Help and advice needed!! We had a job offer as a joiner in Auckland to start in Jan 09, so we sold our house, moved in with family and packed up and got ready to go. :clap2: Then the job fell through. Without the job, we didnt have a visa, therefor we couldnt go! So now weve looked at other options and decided to just book flights and come out and look for work while were there. Im a nursery nurse, my qualifications have been part assessed at NZ level 5 and I am awaiting a full assessment. Hubby is a joiner. would like to hear from other joiners/nursery nurses about their experiences, job situations and if there are any employers are on here who need joiners/nursery nurses give us a shout. :tongue1: Also, where would a good area be to start looking considering the job situation?? any info would be appreciated. thanks. x


----------



## topcat83 (Apr 16, 2009)

joanne said:


> Help and advice needed!! We had a job offer as a joiner in Auckland to start in Jan 09, so we sold our house, moved in with family and packed up and got ready to go. :clap2: Then the job fell through. Without the job, we didnt have a visa, therefor we couldnt go! So now weve looked at other options and decided to just book flights and come out and look for work while were there. Im a nursery nurse, my qualifications have been part assessed at NZ level 5 and I am awaiting a full assessment. Hubby is a joiner. would like to hear from other joiners/nursery nurses about their experiences, job situations and if there are any employers are on here who need joiners/nursery nurses give us a shout. :tongue1: Also, where would a good area be to start looking considering the job situation?? any info would be appreciated. thanks. x


What a blow for you 

A good place to get ideas about jobs is SEEK - New Zealand's no. 1 jobs, employment, career and recruitment site and tho job section of TradeMe ? New Zealand online auctions and classifieds. Browse, buy and sell online on trademe.co.nz.

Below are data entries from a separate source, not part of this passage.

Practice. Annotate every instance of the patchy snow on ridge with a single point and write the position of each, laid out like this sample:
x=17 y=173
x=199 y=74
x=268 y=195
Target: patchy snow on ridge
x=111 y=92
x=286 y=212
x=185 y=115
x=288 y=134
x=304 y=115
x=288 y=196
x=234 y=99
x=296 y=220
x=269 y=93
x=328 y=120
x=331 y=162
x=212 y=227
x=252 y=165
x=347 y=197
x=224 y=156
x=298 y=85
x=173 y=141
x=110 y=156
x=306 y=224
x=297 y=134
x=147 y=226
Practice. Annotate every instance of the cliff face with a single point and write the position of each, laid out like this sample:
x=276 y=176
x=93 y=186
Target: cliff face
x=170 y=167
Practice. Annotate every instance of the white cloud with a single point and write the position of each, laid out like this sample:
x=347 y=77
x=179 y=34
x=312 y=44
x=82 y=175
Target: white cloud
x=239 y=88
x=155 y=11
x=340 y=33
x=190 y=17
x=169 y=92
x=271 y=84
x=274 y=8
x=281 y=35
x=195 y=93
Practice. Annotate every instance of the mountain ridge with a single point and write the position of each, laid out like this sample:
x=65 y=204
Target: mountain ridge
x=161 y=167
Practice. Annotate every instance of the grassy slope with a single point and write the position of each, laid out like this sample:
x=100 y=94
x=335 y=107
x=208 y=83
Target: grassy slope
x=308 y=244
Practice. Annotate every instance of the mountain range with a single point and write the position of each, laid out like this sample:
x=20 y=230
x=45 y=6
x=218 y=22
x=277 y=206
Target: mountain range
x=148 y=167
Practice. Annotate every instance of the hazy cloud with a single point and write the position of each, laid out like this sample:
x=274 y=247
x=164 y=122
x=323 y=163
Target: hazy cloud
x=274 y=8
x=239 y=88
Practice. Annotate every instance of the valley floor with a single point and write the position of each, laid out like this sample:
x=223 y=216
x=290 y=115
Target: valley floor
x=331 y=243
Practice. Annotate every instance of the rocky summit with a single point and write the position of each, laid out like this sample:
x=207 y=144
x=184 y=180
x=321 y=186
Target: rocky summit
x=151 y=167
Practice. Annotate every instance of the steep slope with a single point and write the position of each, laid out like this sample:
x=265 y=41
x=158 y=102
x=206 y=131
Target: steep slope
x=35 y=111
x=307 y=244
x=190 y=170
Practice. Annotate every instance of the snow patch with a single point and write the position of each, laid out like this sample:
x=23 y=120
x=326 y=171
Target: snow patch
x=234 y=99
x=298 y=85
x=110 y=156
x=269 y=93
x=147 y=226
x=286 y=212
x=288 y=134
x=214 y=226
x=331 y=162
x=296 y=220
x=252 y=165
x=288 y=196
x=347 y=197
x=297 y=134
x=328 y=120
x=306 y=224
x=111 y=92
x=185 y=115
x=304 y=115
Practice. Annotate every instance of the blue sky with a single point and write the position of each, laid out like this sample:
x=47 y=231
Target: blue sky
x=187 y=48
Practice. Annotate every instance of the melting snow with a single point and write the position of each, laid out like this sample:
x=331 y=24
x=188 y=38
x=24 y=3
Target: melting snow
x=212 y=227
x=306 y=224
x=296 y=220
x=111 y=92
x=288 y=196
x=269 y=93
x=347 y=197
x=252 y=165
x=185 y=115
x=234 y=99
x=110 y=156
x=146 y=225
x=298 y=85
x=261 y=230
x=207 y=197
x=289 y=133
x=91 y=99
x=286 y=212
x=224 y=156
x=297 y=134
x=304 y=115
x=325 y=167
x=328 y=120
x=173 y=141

I suggest one of the bigger towns will give you more choice - either Auckland, Wellington or Christchurch, although Tauronga seems to be growing as well.
Auckland is by far the biggest with 1.5 million people - around one third of the population. See the other postings for ideas of areas to avoid 

Good luck!


----------



## clairelouise (Mar 14, 2011)

joanne said:


> Help and advice needed!! We had a job offer as a joiner in Auckland to start in Jan 09, so we sold our house, moved in with family and packed up and got ready to go. :clap2: Then the job fell through. Without the job, we didnt have a visa, therefor we couldnt go! So now weve looked at other options and decided to just book flights and come out and look for work while were there. Im a nursery nurse, my qualifications have been part assessed at NZ level 5 and I am awaiting a full assessment. Hubby is a joiner. would like to hear from other joiners/nursery nurses about their experiences, job situations and if there are any employers are on here who need joiners/nursery nurses give us a shout. :tongue1: Also, where would a good area be to start looking considering the job situation?? any info would be appreciated. thanks. x



Did you manage to find work over in NZ? 
you say your nursery nurse qualification over there was assed at level 5? what was it over in the uk? im nvq 3 in childcare,


----------



## clairelouise (Mar 14, 2011)

Ive just found out that my qualification over here in the uk isnt accepted over in NZ, and if i was to continue in childcare id have to do an early years teaching degree ! 3 yrs at uni and then 2 yrs working full time on teacher register and then i can be an early years teacher for 0-5yrs, The description and job type is almost exactly as to what i do now as a nursery nurser level 3 in childcare, Id be stating from square 1 if i went over and did that and thats if iget accepted onto the course !!!
So at the moment it certainly doesnt look like ill be doing childcare if we do move over


----------